While FMMO depooling and negative PPDs have occurred in the past, the impact of market disruptions due to COVID-19 raised both the frequency and severity to new levels in 2020, and depooling and negative PPDs continued on January 2021 milk marketings. Negative PPDs were applied differently depending on their milk handler, in some cases leading to vastly different milk prices paid to neighboring farmers.

Finally, with most risk management tools based on the USDA all-milk price, calculated prior to any milk check deductions, those tools could not protect against negative PPDs and other deductions.

Following a unanimous vote of the NMPF executive committee on Jan. 8, Mulhern said the organization would seek potential changes to the so-called “Class I fluid milk price mover” in an effort to “remedy economic damage to dairy farmers who have disproportionately suffered as a result of this pandemic.” 

The letter goes on to say producers are not opposed to processors making a profit and protecting their risks, but rather seeking to increase milk price transparency while closing loopholes leading to the large milk check deductions.

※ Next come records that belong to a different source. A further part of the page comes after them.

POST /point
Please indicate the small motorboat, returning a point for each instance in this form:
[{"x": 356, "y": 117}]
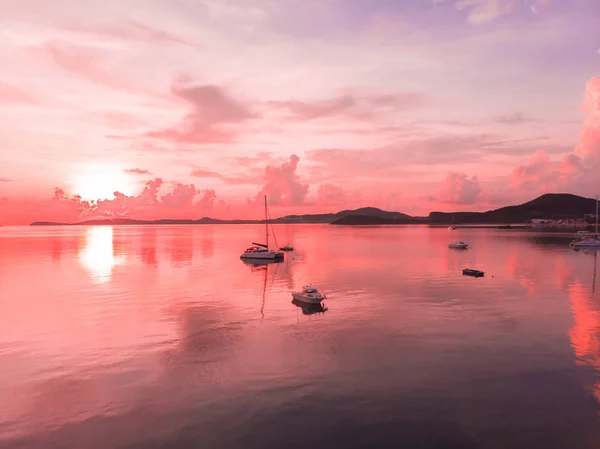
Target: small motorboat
[
  {"x": 308, "y": 295},
  {"x": 586, "y": 243},
  {"x": 310, "y": 309}
]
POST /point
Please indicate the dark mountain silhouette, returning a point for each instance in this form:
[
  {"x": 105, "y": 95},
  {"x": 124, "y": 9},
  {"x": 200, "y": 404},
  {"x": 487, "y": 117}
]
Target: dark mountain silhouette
[
  {"x": 551, "y": 206},
  {"x": 307, "y": 218}
]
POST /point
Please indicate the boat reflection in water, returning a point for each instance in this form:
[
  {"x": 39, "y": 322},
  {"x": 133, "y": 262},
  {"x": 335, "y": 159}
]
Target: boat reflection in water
[{"x": 309, "y": 309}]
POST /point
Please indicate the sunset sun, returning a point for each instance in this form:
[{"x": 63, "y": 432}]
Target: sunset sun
[{"x": 99, "y": 182}]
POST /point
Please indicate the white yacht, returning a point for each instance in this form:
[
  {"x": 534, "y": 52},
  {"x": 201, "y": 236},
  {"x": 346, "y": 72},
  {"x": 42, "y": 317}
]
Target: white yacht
[
  {"x": 308, "y": 295},
  {"x": 590, "y": 242},
  {"x": 586, "y": 243},
  {"x": 261, "y": 251}
]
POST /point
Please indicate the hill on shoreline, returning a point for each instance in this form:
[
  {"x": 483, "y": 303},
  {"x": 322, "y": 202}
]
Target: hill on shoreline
[{"x": 549, "y": 206}]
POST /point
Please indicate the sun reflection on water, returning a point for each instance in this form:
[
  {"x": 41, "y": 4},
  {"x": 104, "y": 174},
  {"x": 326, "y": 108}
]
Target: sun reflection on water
[{"x": 98, "y": 255}]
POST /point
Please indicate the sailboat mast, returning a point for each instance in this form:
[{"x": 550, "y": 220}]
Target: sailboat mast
[
  {"x": 266, "y": 222},
  {"x": 597, "y": 197}
]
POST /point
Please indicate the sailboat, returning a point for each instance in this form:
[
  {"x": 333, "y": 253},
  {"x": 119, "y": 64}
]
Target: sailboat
[
  {"x": 589, "y": 242},
  {"x": 261, "y": 251}
]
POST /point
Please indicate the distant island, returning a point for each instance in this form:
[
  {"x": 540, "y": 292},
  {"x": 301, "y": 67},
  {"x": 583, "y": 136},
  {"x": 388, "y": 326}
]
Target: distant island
[{"x": 552, "y": 206}]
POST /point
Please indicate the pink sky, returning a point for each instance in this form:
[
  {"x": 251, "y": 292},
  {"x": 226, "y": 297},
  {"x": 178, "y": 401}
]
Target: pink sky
[{"x": 192, "y": 108}]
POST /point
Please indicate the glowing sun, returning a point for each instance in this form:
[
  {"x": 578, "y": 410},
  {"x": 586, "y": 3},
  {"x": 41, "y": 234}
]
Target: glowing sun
[{"x": 99, "y": 182}]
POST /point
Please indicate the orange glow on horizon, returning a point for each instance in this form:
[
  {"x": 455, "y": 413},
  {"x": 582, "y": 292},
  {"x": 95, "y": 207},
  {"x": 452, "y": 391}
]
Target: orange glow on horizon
[{"x": 100, "y": 182}]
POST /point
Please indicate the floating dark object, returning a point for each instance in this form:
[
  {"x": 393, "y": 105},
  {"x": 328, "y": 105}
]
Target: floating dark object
[{"x": 475, "y": 273}]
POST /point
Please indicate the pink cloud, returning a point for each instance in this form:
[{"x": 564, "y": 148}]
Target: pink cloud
[
  {"x": 588, "y": 148},
  {"x": 12, "y": 94},
  {"x": 213, "y": 112},
  {"x": 539, "y": 171},
  {"x": 182, "y": 201},
  {"x": 137, "y": 171},
  {"x": 331, "y": 195},
  {"x": 458, "y": 188},
  {"x": 282, "y": 184},
  {"x": 348, "y": 105},
  {"x": 578, "y": 169},
  {"x": 201, "y": 173},
  {"x": 129, "y": 30},
  {"x": 86, "y": 62}
]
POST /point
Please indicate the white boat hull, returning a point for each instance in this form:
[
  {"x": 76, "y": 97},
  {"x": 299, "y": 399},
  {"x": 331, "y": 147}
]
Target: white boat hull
[
  {"x": 586, "y": 244},
  {"x": 308, "y": 298},
  {"x": 266, "y": 255}
]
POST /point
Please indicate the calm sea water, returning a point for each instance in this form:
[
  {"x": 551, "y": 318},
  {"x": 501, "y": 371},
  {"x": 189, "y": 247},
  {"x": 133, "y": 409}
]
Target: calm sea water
[{"x": 161, "y": 337}]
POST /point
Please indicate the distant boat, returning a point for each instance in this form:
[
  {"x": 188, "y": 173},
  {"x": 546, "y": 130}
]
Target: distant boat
[
  {"x": 310, "y": 309},
  {"x": 308, "y": 295},
  {"x": 475, "y": 273},
  {"x": 590, "y": 242},
  {"x": 451, "y": 227},
  {"x": 261, "y": 251},
  {"x": 586, "y": 243}
]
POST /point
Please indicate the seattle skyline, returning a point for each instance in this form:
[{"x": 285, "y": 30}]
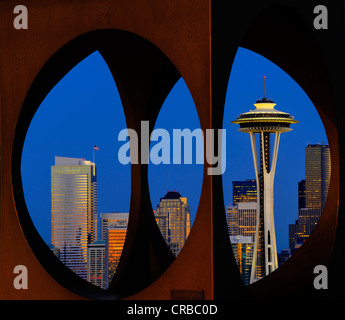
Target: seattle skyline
[{"x": 84, "y": 109}]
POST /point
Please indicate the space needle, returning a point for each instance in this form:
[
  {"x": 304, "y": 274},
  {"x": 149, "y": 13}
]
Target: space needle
[{"x": 264, "y": 120}]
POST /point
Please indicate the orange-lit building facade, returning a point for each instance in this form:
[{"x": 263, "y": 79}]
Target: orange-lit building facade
[{"x": 173, "y": 219}]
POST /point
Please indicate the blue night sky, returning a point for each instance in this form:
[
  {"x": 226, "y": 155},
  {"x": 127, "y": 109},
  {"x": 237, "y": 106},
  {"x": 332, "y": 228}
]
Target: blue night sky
[{"x": 84, "y": 109}]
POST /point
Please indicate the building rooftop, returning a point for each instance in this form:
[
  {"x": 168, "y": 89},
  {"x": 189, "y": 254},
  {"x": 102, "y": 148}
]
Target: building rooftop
[{"x": 172, "y": 195}]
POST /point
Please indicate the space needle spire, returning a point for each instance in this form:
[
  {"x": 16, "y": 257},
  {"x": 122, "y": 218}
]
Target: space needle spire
[{"x": 263, "y": 121}]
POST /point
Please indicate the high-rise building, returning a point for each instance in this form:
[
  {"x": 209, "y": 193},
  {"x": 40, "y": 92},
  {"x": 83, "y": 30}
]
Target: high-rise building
[
  {"x": 96, "y": 263},
  {"x": 244, "y": 191},
  {"x": 113, "y": 219},
  {"x": 301, "y": 194},
  {"x": 307, "y": 220},
  {"x": 317, "y": 175},
  {"x": 312, "y": 193},
  {"x": 73, "y": 210},
  {"x": 242, "y": 248},
  {"x": 241, "y": 219},
  {"x": 173, "y": 219},
  {"x": 264, "y": 121},
  {"x": 114, "y": 242}
]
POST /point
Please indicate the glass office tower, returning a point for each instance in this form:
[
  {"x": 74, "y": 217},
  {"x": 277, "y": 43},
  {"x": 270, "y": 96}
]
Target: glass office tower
[
  {"x": 317, "y": 175},
  {"x": 73, "y": 210},
  {"x": 173, "y": 219}
]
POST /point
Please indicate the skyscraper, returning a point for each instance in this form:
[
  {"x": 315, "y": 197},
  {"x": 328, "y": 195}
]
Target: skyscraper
[
  {"x": 96, "y": 263},
  {"x": 301, "y": 194},
  {"x": 312, "y": 192},
  {"x": 73, "y": 210},
  {"x": 265, "y": 120},
  {"x": 242, "y": 248},
  {"x": 113, "y": 219},
  {"x": 114, "y": 242},
  {"x": 173, "y": 219},
  {"x": 241, "y": 219},
  {"x": 317, "y": 175},
  {"x": 244, "y": 191}
]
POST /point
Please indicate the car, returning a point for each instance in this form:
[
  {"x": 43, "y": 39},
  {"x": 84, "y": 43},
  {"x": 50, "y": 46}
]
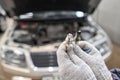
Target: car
[{"x": 28, "y": 46}]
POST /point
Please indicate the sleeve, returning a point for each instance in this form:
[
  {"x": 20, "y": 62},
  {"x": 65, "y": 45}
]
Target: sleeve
[{"x": 115, "y": 73}]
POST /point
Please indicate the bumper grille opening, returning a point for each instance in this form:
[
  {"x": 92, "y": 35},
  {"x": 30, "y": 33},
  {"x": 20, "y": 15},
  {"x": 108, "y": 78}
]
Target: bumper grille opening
[{"x": 44, "y": 59}]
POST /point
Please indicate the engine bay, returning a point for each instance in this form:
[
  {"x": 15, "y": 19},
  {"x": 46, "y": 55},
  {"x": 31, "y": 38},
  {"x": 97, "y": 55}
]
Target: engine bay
[{"x": 44, "y": 33}]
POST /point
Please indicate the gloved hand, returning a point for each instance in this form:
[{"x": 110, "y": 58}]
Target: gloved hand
[
  {"x": 93, "y": 58},
  {"x": 71, "y": 66}
]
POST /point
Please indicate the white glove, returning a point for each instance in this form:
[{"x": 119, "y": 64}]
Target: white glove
[
  {"x": 71, "y": 66},
  {"x": 93, "y": 58}
]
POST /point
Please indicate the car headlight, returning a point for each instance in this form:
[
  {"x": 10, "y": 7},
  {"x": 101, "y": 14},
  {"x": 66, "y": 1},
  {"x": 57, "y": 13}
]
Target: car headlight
[{"x": 14, "y": 57}]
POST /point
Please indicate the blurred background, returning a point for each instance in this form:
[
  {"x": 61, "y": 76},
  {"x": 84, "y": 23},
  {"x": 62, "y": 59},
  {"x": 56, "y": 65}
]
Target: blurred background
[{"x": 31, "y": 31}]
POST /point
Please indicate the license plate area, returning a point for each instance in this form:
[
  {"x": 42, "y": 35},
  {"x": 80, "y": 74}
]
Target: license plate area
[{"x": 52, "y": 78}]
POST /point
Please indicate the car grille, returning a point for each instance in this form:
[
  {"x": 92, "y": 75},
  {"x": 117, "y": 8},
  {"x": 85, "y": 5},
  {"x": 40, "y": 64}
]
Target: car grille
[{"x": 44, "y": 59}]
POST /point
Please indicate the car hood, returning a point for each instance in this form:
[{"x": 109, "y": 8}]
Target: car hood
[{"x": 19, "y": 7}]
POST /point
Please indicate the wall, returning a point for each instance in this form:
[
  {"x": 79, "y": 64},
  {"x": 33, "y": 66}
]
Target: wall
[{"x": 108, "y": 16}]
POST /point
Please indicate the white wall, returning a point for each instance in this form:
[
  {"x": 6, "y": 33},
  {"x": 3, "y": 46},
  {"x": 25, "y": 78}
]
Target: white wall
[{"x": 108, "y": 16}]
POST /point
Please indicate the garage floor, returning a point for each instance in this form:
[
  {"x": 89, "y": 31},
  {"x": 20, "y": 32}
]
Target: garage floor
[{"x": 114, "y": 61}]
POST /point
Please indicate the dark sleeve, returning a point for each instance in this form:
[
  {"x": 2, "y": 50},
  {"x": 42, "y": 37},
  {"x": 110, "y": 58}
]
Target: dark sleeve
[{"x": 115, "y": 73}]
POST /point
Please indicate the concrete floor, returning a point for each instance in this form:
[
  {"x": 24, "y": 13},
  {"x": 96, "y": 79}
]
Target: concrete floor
[{"x": 114, "y": 61}]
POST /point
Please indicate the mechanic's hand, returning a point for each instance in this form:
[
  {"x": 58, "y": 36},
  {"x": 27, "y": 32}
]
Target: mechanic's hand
[
  {"x": 93, "y": 58},
  {"x": 71, "y": 66}
]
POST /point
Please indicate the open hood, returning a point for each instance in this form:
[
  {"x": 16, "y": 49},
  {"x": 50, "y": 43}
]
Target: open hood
[{"x": 19, "y": 7}]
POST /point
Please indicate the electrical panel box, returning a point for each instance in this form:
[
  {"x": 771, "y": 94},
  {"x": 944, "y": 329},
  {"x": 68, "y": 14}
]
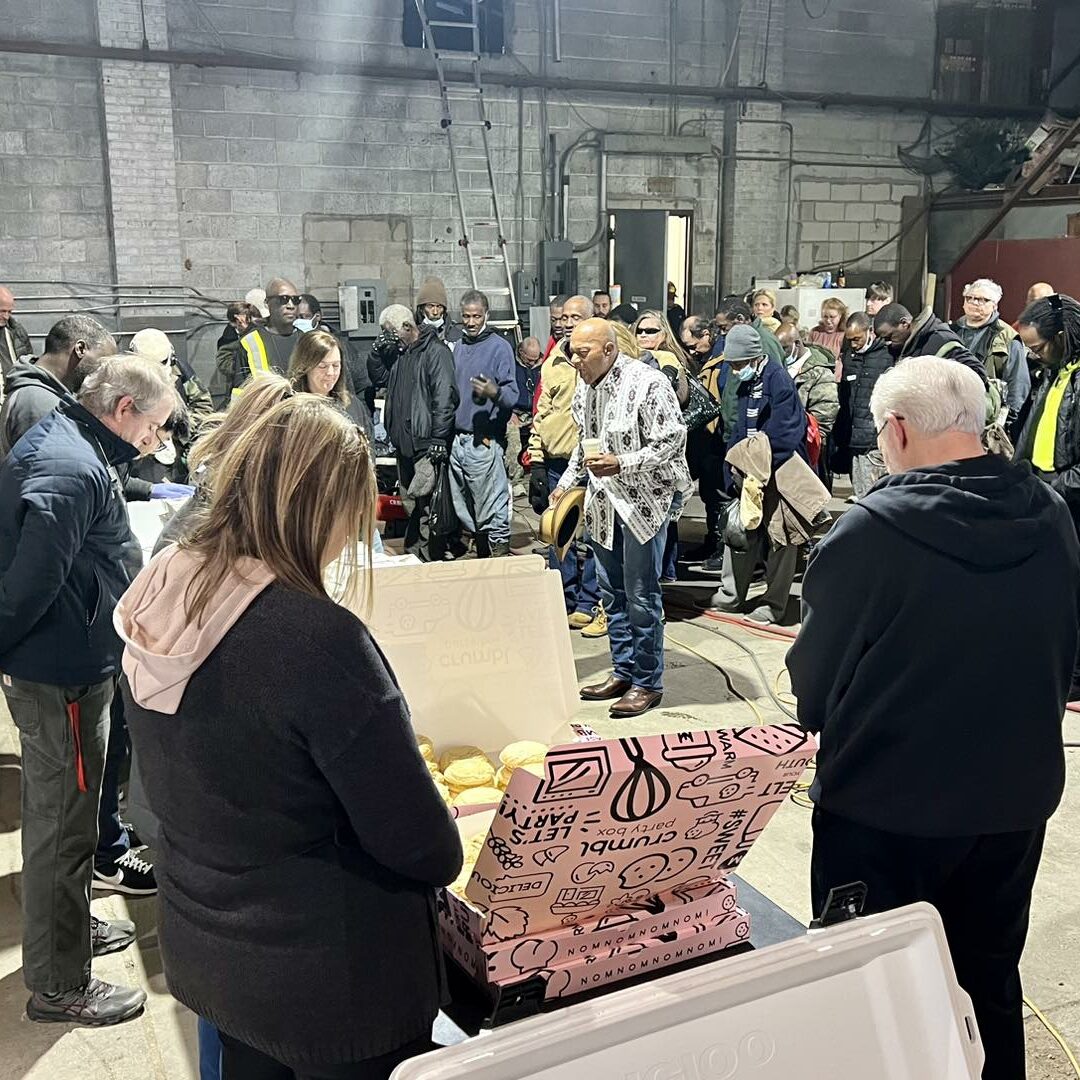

“The FMMO hearing process allows inclusive participation where all farmers can bring their ideas forward and be heard on the record,” according to the letter. “We look forward to working with NMPF and IDFA and other industry stakeholders to immediately address these inequalities that are simply unacceptable for dairy farmers across the U.S. It is time for transparency, honesty and collaboration across our entire industry to fix this."